Paperback Celluloid: Elmore Leonard on Film is an interesting idea for a book. Author Andy Rohmer examines the more than 30 big screen films based on one of America’s significant 20th century fiction writers, Elmore Leonard. Paperback Celluloid is not arranged in the order of the films’ releases but according to the stories’ publication dates. As a result, Paperback Celluloid bounces back and forth across the decades, from Leonard’s first story adapted for the screen, 3:10 to Yuma (1957 and the 2007 remake) through the last, Freaky Deaky (2012). By his own admission the movies of Leonard’s childhood, the 1930s, inspired him to write. Who can blame him if after the ‘60s, his novels were written with film rights in mind?
The many directors who handled Leonard’s material are scrutinized in turn. Rohmer admits to being a more or less unreconstructed auteurist (nothing wrong with that if the theory’s limitations are in sight) and writes passionately about his favorite filmmakers. He calls Budd Boetticher, who directed the second Leonard film adaptation, The Tall T (1957), “the Euripides of the Wild West, taking John Ford’s open landscapes and turning them into oppressive outer places … accentuating the characters’ contingency.”

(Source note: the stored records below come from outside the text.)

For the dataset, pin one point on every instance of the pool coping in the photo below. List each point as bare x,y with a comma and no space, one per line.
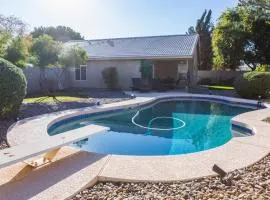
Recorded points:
238,153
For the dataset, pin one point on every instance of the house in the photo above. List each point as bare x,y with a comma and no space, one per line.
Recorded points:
170,56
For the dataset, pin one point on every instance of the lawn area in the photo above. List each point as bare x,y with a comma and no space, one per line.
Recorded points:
59,97
219,87
48,99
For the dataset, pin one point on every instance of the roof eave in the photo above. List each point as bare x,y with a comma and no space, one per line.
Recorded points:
140,57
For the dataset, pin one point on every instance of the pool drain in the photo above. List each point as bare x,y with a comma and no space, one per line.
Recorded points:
158,129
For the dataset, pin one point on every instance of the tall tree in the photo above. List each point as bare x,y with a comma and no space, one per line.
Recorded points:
10,27
59,33
264,4
241,34
204,28
17,51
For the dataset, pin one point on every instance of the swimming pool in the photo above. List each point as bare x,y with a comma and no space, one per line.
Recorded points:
163,128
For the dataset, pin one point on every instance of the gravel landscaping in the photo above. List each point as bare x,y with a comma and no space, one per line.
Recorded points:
249,183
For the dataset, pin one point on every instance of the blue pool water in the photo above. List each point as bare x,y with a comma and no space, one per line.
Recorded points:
165,128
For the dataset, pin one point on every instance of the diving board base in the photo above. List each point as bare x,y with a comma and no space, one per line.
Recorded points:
38,162
46,159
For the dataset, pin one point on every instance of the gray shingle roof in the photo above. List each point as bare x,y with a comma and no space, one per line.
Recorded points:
171,46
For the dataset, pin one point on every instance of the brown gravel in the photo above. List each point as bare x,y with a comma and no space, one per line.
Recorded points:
250,183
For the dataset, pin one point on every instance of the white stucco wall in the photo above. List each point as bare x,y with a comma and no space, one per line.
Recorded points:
126,70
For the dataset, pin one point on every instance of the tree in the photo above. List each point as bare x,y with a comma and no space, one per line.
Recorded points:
10,27
59,33
73,57
46,50
241,34
204,28
257,48
17,51
12,89
263,4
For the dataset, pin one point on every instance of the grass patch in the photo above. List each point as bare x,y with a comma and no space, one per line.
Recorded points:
48,99
59,97
219,87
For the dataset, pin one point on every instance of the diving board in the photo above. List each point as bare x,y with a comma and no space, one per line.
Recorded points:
49,147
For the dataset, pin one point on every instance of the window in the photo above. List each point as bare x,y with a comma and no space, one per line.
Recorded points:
80,73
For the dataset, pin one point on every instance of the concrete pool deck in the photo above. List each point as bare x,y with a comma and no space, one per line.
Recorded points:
79,169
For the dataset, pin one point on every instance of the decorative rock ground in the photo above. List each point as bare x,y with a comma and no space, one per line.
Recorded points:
250,183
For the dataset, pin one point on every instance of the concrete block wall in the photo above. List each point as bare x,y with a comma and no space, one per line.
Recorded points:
56,78
126,70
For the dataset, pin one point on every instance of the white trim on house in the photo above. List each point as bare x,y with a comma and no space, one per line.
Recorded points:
141,58
194,46
80,67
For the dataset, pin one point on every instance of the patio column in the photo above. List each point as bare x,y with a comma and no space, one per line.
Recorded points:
153,71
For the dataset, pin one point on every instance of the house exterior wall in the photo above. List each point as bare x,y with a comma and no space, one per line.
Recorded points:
126,70
54,78
166,69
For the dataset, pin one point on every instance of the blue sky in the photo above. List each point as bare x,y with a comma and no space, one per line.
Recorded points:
114,18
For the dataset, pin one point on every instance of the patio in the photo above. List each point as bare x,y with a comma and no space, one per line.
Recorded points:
123,168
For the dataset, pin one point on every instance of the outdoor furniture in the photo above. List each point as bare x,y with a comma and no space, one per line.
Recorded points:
49,147
141,85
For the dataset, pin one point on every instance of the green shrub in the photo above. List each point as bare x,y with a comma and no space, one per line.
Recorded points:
12,89
206,81
263,68
253,84
110,77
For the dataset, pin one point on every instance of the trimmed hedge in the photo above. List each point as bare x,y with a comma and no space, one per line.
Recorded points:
253,84
12,89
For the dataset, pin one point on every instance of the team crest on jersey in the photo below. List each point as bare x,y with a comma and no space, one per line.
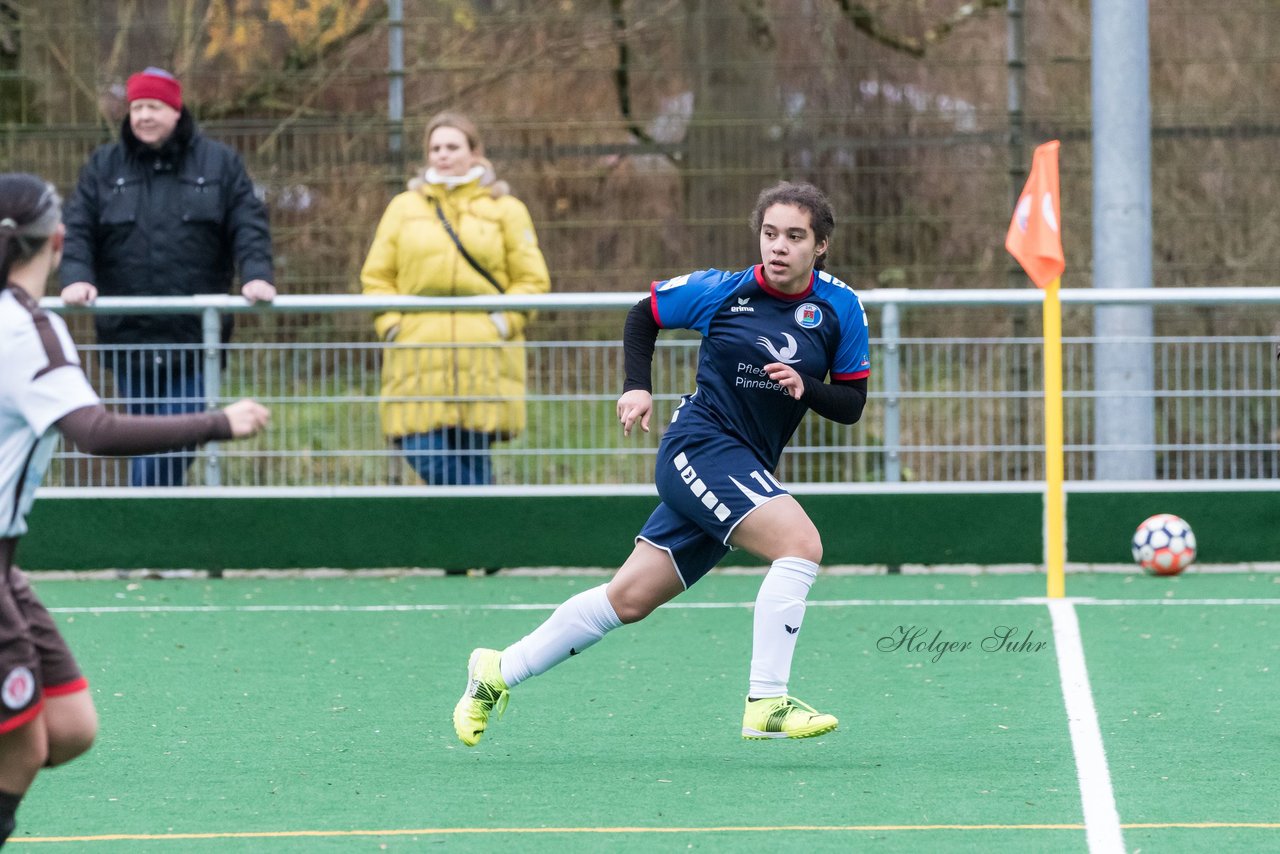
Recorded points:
18,688
809,315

As displayed in Rohmer’s bibliography, several previous authors have staked out Leonard’s life and other critics have parsed his body of work—if none with Rohmer’s precise focus. He thankfully avoids what he rightly calls “speculative post-structuralist jargon” and “academic overreach,” but inserts himself distractingly into the narrative. On Barry Sonnenfeld, who directed Get Shorty (1995): “He graduated from NYU (my alma matter, may I interject, if at an advanced age and in film-unrelated German studies).” Those sort of interjections do not enhance the readers’ appreciation for the subject at hand or the argument Rohmer makes, which is that the books were usually better.
Paperback Celluloid: Elmore Leonard on Film is the work of a smart, engaged fan.